Pierre de Wiessant - Auguste Rodin

The character Pierre, from Rodin's evocative Burghers of Calais ensemble sculpture, which I was considering using for the latest Free Radical cover until we discovered the perfectly suited image you now see.

But Pierre de Wiessant is a great figure in his own right, one of Rodin's finest in my view, and part of a piece of intense nobility, and powerful human drama -- and doesn't that hand just say so much?
The Burghers of Calais (Les Bourgeois de Calais) is one of the most famous sculptures by Auguste Rodin, completed in 1888. It serves as a monument to an occurrence in 1347 during the Hundred Years' War, when Calais, an important French port on the English Channel, was under siege by the English for over a year.

The story goes that England's Edward III, after a victory in the Battle of Crécy, laid siege to Calais and Philip VI of France ordered the city to hold out at all costs. Philip failed to lift the siege and starvation eventually forced the city to parlay for surrender. Edward offered to spare the people of the city if any six of its top leaders would surrender themselves to him, presumably to be executed. Edward demanded that they walk out almost naked and wearing nooses around their necks and be carrying the keys to the city and castle...
NB: MOMA has a great booklet discussing the Burghers. Definitely worth a read.

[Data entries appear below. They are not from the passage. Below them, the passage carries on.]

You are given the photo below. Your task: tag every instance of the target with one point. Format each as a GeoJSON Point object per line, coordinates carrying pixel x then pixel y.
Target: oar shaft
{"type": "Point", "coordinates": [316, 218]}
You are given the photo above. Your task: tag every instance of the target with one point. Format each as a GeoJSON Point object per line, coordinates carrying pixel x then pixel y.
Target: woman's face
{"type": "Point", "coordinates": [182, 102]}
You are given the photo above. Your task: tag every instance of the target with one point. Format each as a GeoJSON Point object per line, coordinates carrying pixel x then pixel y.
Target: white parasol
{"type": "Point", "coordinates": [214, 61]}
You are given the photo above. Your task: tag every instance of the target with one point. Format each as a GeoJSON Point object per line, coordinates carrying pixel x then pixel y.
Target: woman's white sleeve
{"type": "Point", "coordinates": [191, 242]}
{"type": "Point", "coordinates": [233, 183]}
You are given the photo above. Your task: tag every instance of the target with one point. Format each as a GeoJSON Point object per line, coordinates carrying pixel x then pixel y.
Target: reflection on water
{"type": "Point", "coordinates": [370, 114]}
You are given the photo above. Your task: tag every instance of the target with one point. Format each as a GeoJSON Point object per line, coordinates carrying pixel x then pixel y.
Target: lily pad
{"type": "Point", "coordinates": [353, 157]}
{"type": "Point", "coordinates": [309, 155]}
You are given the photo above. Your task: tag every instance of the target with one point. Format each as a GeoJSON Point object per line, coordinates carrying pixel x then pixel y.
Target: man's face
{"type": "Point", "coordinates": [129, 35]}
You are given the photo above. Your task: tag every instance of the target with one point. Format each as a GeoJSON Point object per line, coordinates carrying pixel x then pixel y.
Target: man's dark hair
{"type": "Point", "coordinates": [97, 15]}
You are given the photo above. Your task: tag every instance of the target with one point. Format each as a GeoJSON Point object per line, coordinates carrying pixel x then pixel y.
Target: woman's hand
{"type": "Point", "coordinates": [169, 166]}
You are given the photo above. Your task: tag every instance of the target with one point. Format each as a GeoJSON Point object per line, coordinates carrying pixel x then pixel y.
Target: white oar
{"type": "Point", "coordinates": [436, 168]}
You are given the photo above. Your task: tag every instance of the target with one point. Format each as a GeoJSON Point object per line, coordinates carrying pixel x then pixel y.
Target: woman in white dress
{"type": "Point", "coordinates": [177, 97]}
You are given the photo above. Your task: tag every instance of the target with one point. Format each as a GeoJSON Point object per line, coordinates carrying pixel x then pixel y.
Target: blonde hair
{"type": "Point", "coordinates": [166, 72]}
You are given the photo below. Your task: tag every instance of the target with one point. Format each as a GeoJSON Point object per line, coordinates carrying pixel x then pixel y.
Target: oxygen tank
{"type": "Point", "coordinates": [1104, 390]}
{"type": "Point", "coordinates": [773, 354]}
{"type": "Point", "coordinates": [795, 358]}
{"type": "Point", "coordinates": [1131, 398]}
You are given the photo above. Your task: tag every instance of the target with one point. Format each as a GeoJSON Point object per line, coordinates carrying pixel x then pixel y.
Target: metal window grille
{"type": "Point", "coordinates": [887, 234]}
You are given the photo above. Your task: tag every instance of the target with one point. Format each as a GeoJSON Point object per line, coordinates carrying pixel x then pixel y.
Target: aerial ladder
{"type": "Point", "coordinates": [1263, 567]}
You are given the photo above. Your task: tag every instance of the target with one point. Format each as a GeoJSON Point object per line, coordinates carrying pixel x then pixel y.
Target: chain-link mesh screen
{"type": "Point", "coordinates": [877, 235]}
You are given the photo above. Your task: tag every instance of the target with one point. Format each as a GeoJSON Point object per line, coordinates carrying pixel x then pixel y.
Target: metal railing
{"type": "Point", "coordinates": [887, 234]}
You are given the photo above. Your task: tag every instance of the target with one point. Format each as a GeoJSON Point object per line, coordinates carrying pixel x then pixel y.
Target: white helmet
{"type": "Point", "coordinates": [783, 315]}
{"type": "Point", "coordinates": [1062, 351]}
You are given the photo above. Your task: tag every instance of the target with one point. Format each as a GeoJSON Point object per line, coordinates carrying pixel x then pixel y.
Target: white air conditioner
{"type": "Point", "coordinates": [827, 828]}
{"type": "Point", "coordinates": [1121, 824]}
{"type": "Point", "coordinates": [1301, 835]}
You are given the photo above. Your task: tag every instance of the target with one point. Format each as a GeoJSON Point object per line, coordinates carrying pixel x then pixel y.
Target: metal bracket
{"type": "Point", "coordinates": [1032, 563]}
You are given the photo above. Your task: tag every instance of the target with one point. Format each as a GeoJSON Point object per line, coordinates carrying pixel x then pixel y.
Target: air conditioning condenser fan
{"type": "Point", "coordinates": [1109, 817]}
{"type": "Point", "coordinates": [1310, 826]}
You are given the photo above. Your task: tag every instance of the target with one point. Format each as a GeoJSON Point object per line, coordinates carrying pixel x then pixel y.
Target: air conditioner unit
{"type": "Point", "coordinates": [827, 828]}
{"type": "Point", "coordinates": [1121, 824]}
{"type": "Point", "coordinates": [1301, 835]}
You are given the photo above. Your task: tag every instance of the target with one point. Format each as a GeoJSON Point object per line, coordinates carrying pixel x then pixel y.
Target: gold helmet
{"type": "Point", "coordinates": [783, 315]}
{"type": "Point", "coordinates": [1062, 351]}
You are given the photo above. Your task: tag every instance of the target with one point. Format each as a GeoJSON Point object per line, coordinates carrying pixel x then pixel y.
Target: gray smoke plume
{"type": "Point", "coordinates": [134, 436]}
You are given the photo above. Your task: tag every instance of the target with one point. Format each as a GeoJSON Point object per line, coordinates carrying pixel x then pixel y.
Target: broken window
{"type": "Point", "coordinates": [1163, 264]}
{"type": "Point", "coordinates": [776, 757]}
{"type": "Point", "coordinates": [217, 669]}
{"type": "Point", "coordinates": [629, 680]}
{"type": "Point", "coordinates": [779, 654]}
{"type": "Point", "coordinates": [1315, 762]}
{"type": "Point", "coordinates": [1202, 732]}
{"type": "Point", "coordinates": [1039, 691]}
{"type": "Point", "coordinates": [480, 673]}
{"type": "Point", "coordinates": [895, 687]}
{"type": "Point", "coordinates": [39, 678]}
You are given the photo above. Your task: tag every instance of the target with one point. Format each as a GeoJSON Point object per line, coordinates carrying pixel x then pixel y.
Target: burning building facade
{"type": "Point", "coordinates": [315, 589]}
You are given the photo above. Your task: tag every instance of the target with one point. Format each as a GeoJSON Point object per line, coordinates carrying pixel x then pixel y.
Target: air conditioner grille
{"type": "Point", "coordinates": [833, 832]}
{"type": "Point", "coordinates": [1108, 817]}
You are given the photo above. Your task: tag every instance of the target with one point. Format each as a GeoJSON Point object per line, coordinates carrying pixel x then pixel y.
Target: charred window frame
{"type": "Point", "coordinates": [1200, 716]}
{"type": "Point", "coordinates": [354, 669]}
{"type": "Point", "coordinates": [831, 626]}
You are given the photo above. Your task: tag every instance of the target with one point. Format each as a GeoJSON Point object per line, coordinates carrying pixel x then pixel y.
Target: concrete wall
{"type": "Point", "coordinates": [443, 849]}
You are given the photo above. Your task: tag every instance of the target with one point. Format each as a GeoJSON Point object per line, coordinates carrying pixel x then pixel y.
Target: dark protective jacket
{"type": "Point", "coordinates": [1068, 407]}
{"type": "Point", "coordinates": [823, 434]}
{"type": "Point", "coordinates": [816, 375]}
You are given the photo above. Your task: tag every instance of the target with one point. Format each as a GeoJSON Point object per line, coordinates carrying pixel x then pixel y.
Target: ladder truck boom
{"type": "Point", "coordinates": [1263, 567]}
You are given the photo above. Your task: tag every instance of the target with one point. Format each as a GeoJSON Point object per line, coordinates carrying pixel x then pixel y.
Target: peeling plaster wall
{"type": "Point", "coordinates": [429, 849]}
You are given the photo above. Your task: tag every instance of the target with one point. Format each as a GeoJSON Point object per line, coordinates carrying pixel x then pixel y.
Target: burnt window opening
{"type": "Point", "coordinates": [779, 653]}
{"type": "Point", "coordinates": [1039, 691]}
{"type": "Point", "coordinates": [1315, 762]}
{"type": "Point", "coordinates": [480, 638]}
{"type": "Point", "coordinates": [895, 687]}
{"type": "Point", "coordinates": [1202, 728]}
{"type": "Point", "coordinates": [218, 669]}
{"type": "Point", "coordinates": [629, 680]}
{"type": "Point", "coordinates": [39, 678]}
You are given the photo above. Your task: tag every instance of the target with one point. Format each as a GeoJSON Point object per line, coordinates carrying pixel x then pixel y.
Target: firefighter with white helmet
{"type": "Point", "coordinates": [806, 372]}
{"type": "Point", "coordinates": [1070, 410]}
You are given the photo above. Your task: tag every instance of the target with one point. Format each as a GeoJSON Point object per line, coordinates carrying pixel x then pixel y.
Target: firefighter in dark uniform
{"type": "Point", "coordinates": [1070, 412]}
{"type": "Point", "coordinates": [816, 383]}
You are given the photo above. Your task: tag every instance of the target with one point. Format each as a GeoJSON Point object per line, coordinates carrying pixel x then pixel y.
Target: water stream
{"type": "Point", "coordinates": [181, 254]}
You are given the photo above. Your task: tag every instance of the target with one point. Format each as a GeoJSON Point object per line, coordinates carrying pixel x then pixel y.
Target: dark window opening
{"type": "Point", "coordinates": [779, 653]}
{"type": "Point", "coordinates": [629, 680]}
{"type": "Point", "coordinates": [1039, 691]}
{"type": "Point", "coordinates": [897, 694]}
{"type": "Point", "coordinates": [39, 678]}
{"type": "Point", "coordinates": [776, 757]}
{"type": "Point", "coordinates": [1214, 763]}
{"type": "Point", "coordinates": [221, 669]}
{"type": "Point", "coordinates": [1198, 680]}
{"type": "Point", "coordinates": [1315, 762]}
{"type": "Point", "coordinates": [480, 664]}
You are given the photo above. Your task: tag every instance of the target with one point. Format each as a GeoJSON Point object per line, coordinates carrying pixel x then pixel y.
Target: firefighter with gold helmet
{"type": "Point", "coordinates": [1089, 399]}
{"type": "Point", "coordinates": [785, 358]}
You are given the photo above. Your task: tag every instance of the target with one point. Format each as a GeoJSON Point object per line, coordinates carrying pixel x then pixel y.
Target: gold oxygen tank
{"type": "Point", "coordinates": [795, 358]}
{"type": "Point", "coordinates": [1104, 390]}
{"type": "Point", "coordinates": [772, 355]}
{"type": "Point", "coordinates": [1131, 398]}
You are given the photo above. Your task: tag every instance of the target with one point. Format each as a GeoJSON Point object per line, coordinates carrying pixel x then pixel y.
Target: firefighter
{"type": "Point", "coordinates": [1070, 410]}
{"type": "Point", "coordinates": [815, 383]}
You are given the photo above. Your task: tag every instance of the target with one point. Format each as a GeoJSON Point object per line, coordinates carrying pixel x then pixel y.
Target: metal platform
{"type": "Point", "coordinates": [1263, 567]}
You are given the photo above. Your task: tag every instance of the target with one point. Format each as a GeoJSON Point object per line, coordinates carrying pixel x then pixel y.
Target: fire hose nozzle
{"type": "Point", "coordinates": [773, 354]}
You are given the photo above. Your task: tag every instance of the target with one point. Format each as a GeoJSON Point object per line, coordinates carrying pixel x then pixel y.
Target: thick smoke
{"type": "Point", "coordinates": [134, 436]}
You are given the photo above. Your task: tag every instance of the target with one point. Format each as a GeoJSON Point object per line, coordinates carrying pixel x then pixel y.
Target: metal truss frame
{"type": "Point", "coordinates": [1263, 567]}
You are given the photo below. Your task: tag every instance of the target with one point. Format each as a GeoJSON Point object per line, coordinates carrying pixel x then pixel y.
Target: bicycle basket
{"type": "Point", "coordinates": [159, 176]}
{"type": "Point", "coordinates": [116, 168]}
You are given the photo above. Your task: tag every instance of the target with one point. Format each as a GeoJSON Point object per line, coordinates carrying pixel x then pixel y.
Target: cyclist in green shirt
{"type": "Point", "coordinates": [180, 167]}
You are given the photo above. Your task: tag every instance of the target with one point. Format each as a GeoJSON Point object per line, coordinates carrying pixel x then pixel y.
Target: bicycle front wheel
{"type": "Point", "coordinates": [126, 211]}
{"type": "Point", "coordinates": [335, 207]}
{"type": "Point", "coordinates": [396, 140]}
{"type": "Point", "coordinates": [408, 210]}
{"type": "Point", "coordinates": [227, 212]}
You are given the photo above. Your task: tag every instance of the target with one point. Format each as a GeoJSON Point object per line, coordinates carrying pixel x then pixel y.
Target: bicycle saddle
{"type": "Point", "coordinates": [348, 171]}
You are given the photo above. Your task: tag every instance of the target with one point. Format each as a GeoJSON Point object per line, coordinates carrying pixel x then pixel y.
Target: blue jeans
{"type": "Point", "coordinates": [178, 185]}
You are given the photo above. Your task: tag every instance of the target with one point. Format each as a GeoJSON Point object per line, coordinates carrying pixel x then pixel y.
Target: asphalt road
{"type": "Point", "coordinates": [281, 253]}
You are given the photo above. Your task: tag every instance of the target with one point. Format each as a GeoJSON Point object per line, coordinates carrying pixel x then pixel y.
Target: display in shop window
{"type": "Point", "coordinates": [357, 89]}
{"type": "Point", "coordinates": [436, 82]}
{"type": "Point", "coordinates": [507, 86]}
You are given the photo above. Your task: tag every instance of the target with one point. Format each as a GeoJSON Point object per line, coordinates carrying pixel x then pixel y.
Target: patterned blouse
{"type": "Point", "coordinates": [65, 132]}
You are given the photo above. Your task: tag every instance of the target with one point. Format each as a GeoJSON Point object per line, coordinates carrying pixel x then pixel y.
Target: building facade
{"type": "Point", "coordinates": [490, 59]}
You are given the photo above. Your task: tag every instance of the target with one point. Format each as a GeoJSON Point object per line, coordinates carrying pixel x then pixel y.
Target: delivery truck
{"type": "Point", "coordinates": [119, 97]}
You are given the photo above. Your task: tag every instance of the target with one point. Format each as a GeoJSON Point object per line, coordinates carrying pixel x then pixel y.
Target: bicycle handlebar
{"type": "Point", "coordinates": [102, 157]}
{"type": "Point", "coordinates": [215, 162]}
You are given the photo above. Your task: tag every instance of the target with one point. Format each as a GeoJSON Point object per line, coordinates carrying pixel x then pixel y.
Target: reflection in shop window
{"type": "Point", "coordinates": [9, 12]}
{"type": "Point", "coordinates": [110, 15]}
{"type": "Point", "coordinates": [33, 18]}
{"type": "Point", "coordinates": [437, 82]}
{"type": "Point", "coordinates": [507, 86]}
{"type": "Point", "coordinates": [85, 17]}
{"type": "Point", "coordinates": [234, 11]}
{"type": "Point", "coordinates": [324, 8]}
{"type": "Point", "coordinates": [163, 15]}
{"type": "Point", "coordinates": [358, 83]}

RELATED POSTS ON: Art, Sculpture


  1. Beautiful!
    Many years ago, as a teenager I visited the Melbourne art centre (or museum, I forget which) and came unexpectedly on Rodin's 'Balzac.'
    It was like being hit with a cattle prod-- nobody had told me anything like this existed!
    For the next couple of hours I just looked. Went away and came back and looked again.
    Hard to beat as a first encounter with great art and nothing since has equalled it.

  2. I know it. Up until a couple of years ago, I hadn't been a fan of the 'Balzac,' having only seen it in pictures, or in crowded rooms.

    And then a couple of years ago I was in Melbourne for a week, and I discovered it in that sculpture courtyard. Wow! What power! It seemed to 'hold' the whole city! And in 'real life,' like all of Rodin's work, I swear that it actually seems to move.

    I came back and visited it every day. :-)

    PS: I felt the sme when I stumbled upon the Burghers at Westninster, just down from the Houses of Parliament. Like you say, it was like being hit with a cattle prod.

    Except better. :-)

    PPS: You've descibed one reason I perist wit these art posts. Mostly because, I confess, I really enjoy them, but partyly too so that others can have that same experience you describe from all the great art out there that is buried tehse days beneath the McCahons and the Hoteres and the likes of the Turner Prize winners.

    I want people to say just as you've said, "It was like being hit with a cattle prod-- nobody had told me anything like this existed!